Well, kiddies, here's what I have for you today -- the final track from Ben Folds' new album Lonely Avenue. It's not the saddest song on the album -- that would be the absolutely shattering "Picture Window,
But don't blame Ben -- blame his lyricist. When you get to be insanely successful like Ben Folds, you can have your pick of writers to do your lyrics (not that Ben Folds even needs anybody else's lyrics), and so whom does Ben pick? Why, the same guy I'd pick -- that adorable British novelist Nick Hornby, whose spiky, bittersweet, zeitgeist-defining novels line my shelves. Just about every novel Nick Hornby has ever written has at least a couple of scenes that reduce me to gasping laughter, and another three or four that make my throat tighten and my eyes sting with tears. Shoot, even Hornby's newspaper columns have that effect on me. His book of music essays, Songbook, was what first inspired me to blog about pop music.

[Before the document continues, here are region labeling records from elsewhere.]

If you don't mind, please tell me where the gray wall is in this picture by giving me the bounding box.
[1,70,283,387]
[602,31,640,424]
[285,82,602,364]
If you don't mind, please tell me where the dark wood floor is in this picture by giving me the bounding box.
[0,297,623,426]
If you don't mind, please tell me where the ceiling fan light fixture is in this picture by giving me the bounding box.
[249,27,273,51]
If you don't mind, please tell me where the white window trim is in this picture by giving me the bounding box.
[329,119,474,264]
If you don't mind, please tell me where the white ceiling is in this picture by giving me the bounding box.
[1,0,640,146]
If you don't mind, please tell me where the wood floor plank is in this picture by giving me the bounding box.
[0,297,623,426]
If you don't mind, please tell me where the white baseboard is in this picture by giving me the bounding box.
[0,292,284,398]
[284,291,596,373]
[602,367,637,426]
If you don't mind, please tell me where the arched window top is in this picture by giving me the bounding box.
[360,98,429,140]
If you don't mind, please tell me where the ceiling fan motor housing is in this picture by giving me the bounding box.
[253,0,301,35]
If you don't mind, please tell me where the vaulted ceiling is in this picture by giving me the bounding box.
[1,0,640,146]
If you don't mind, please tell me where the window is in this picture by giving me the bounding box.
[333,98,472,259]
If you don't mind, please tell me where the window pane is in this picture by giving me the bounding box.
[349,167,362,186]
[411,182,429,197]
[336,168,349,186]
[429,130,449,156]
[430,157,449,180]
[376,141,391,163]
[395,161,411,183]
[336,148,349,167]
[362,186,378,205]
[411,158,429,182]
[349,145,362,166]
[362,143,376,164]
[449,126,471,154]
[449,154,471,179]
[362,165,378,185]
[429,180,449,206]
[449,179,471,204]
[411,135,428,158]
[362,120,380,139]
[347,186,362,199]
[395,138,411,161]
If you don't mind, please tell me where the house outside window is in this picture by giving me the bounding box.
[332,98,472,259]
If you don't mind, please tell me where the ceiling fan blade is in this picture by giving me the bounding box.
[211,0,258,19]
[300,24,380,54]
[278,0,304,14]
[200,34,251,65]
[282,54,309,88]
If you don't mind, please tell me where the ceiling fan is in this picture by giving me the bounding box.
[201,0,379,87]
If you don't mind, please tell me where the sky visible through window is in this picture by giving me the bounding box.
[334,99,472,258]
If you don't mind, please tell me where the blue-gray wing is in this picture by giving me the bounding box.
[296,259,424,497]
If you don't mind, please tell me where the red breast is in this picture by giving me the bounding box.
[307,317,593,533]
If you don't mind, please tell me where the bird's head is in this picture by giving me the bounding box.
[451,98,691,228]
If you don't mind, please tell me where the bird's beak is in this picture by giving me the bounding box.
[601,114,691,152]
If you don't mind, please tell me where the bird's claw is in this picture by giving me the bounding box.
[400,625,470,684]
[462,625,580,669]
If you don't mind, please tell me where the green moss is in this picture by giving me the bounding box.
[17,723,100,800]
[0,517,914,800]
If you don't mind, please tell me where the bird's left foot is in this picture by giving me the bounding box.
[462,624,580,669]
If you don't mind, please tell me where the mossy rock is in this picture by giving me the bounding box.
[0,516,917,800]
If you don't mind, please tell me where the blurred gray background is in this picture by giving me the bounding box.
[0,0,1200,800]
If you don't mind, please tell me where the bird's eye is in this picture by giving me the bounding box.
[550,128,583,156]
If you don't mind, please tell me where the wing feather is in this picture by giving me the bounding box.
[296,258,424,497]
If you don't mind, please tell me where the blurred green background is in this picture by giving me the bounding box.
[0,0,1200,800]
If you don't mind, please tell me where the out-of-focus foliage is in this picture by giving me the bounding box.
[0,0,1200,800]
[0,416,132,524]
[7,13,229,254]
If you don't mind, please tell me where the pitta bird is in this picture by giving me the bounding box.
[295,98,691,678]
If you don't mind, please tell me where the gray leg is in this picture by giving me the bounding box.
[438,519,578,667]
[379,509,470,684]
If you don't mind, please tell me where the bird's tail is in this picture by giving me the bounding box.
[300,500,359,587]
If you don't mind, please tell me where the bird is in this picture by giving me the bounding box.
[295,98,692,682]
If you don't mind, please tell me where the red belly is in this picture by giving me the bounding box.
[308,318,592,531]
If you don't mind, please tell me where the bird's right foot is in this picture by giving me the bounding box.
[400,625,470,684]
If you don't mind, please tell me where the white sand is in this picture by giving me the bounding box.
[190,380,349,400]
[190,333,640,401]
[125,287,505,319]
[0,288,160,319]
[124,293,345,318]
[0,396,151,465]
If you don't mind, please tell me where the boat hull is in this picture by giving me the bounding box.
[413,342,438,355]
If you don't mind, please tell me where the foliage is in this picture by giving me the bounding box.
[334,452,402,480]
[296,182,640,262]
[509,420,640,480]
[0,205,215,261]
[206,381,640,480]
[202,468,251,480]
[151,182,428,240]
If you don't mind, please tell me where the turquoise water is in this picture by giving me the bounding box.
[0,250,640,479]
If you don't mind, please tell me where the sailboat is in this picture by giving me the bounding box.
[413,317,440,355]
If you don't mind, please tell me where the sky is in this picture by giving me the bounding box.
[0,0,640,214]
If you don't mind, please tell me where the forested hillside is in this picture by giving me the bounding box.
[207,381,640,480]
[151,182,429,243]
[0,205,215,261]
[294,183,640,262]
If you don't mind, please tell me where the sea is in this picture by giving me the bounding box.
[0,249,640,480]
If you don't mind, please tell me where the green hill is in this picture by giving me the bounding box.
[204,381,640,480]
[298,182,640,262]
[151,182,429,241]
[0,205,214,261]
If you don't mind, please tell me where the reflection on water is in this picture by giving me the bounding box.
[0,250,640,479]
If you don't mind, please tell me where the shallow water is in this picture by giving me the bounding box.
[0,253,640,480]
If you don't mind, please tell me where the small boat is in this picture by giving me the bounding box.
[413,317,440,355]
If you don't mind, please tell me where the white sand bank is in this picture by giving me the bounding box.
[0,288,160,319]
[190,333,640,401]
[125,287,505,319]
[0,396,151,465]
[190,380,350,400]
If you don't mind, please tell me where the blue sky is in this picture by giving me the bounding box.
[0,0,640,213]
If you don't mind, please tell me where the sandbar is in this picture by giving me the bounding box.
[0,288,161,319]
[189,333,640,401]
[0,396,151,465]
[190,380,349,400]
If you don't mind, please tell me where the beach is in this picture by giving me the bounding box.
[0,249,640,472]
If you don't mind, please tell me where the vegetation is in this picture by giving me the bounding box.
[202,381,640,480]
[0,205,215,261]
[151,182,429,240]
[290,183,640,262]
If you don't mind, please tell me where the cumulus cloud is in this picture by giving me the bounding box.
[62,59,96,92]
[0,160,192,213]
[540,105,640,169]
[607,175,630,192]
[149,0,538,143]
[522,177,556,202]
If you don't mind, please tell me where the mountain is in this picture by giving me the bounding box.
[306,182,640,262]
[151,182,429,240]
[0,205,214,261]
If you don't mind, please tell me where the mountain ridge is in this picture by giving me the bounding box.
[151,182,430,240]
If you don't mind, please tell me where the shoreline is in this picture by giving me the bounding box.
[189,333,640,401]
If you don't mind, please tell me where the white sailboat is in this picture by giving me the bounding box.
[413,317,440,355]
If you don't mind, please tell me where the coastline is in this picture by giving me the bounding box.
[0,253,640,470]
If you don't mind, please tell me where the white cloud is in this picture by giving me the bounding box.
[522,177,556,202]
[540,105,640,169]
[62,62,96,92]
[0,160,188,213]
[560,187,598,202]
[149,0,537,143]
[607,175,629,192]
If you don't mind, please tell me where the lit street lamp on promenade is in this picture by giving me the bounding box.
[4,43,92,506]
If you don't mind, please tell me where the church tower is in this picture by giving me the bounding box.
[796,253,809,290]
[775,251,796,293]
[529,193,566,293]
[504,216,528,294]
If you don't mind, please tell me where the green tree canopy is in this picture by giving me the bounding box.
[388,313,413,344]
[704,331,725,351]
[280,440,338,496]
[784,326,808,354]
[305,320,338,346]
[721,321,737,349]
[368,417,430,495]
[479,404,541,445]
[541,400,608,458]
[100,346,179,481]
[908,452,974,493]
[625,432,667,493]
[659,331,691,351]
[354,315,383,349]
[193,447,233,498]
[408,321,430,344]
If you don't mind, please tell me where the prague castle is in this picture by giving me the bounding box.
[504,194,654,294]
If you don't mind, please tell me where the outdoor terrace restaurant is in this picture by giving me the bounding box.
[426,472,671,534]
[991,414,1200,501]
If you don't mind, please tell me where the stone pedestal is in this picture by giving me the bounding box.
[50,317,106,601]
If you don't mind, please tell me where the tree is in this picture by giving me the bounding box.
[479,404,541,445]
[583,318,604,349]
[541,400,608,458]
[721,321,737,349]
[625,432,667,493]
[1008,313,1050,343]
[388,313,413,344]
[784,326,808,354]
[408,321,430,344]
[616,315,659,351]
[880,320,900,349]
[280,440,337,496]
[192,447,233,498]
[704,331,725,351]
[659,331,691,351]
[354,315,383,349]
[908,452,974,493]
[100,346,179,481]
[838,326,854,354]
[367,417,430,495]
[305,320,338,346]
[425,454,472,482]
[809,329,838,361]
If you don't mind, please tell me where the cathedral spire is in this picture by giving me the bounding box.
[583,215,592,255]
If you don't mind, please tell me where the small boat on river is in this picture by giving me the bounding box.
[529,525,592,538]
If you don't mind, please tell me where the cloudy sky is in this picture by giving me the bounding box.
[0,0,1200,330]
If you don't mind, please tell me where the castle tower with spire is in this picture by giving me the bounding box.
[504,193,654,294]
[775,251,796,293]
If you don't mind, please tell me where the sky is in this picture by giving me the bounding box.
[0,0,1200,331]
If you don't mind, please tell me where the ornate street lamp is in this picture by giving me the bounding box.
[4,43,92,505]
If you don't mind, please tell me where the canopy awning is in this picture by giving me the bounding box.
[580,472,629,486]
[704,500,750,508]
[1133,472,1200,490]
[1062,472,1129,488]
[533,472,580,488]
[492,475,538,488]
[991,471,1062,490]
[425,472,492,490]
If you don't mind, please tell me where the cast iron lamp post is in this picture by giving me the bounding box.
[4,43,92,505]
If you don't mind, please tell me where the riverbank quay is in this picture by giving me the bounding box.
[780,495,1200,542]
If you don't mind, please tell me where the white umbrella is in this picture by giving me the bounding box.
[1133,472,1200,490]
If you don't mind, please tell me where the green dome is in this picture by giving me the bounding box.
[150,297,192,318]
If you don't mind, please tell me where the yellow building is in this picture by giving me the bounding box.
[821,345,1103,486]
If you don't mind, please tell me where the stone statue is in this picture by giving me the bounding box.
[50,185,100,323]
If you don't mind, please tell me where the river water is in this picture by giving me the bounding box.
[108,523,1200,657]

Putting together Hornby and Folds might have been too much of a good thing, but hell, these guys are such pros, they can perfectly calibrate the snarkiness and the sentiment and come up with just the right cocktail. Song after song on this album, they just nail it.
Hornby is an innate storyteller, and each of these songs come embedded with characters and plot. This song in some ways brings the album full circle, being told from the standpoint of a touring rock musician. It's not Folds, though, not exactly -- this singer is an oldies act, facing nostalgic audiences night after night, and every night they clamor for his showstopper, the one big hit of his career. (Clever line: "He always hears how much it means to people / There's a lot of fortysomethings wouldn't be in the world without it" -- which dates his audience as the 40-somethings' parents, well into their sixities.)
They came to hear "Belinda," and while he may save it to the very end (hence track 11), they won't go home until they've heard it. But here's the catch: He wrote it about his old sweetheart when they were still in love -- before he screwed around with a blond flight attendant and left Belinda. Years later, he is curdled with regret. And every night, he still has to get up on stage and sing this love song to the woman whose heart he broke.
Take a listen (and don't turn it off too soon -- wait 'til you've heard the actual song he's singing about).
Now, being the geeky fangirl I am, I've actually pondered this before. It's one thing for Paul McCartney to sing "My Love" and think about his late wife Linda, whom he loved till the day she died; it's another for Eric Clapton to sing "Layla" about his ex-wife Pattie Boyd Harrison Clapton, whom he divorced. How does he feel, singing that song? Does he picture Pattie to himself or does he just sing the notes? Ray Davies can cut a song like "Property" out of his repertoire if the memories of his divorce sting too much (was that Yvonne he left for Chrissie Hynde?), but what if you only had a couple of recognizable hits? Could Gerry Marsden have gone on singing "Don't Let the Sun Catch You Crying" if the girl he wrote it for hadn't come back and married him? And what about the Left Banke -- if they'd stayed together, would they be forever singing "Walk Away Renee" about the bassist's girlfriend, that girl who got away? It makes you think.
So it's secretly thrilling to hear that Nick Hornby has been wondering this too. (Have you been reading my diary again, Nick?) Hey, he's no rock star himself, so he's free to imagine, just like he can imagine himself into the life of a nine-year-girl or a redneck Alaskan stud. He's a talented wordsmith and all, but it's that understanding of the human heart that really makes Nick Hornby so wonderful to read. And when you add in Ben Folds' plaintive melodic gifts -- well, it's a heartbreaking album. But in a good way.